It’s nothing personal but IBM, which turned 100 in 2015, is no longer a tech leader.
What IBM Lacks
Today’s IBM is mostly a custom software company, more like Cognizant Technology Solutions Corp (NASDAQ:CTSH) than anything else. (I wish I could compare it with Accenture Plc (NYSE:ACN), which is a buy.)
IBM “sold” its chip-making arm to Global Foundries in 2014. I put sold in quotes because IBM paid Global $1.5 billion to take it, like an aging center an NBA team moves to clear cap space.
IBM no longer makes PCs or servers. It sold those units to China’s Lenovo. IBM still makes acquisitions. It made a dozen just in 2016. But most are additions to things the company should be doing better at itself, like digital marketing or cloud maintenance. Others are enhancements to rivals’ software platforms, like those of Salesforce.com, Inc. (NYSE:CRM) and Microsoft Corporation (NASDAQ:MSFT).

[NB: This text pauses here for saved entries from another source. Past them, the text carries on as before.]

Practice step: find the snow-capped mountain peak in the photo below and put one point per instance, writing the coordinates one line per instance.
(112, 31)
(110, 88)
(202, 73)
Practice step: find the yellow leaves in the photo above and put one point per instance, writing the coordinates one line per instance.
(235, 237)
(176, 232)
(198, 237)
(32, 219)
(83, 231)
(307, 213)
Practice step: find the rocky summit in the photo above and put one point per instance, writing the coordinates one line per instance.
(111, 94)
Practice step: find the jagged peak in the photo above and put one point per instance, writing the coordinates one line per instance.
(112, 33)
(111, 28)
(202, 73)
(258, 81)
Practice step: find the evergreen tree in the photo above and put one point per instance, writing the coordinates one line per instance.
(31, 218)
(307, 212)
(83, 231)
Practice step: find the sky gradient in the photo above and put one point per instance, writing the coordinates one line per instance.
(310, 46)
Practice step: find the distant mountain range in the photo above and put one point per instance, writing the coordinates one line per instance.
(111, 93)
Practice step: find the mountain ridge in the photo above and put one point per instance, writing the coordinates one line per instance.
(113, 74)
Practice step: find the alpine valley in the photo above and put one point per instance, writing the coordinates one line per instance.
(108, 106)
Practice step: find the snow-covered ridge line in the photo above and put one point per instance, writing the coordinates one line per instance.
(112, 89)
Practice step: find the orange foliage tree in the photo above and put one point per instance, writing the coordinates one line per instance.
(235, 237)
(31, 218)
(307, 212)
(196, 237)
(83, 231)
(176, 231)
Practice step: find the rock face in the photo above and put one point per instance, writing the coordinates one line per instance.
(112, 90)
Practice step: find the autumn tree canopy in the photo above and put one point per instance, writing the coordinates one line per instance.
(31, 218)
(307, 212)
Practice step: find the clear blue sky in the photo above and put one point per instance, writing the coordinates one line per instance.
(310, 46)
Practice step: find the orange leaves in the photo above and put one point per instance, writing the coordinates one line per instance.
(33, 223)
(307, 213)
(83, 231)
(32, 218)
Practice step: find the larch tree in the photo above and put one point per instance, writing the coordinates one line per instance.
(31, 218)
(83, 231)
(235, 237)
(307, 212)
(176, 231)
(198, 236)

By rights IBM should be the cloud leader. That’s the heritage of its mainframe monopoly, and its dominance of the PC market in the 1980s. But even after buying SoftLayer in 2013 IBM’s share of the cloud market is stuck in single digits. Alphabet Inc (NASDAQ:GOOG, NASDAQ:GOOGL) should pass it this year.
The best-known product in the IBM stable today is Watson, a cloud front-end named for its legendary founder. But the company still won’t reveal how much revenue Watson brings in. You think they would do that if Watson were growing like gangbusters?